When I left university there where MoD establishments all over the country, probably left over from the War, for example the Royal Aerospace Establishment (RAE); the Admiralty Research Establishment (ARE); the Royal Armament Research and Development Establishment (RARDE); and the Royal Signals and Radar Establishment (RSRE). Gradually their work changed. Those listed and a few others were merged to form the Defence Evaluation and Research Agency (DERA) still part of MoD until July 2, 2001. It was the UK’s largest science and technology organization. Some, but not all of DERA was privatized to a commercial firm Qinetiq.

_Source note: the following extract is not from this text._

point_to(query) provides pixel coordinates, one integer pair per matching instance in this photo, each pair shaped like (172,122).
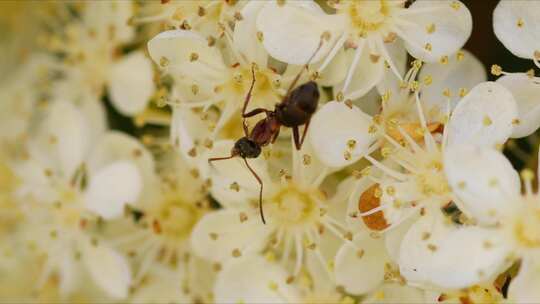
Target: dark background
(484,44)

Other Government Departments
All I can say about these is that they used to be part of government and they are no longer so. There are many and I take as examples the National Physical Laboratory, (NPL) the Meteorological Office, the Bank of England and London Regent’s Park Zoo (now ZSL) I could list many more.
Education
As a final example of things that are being taken out of government (and local government) control I want to consider schools. All schools in the public sector (which were more or less Grammar, Comprehensive or Primary) came under the Local Education Authority (LEA), part of local government. There are now many more types with the emphasis moving towards Academies, independently funded and without LEA control.
As for many blog posts I am indebted to Wikipedia for details, particularly dates. The facts are theirs, the mistakes are probably mine!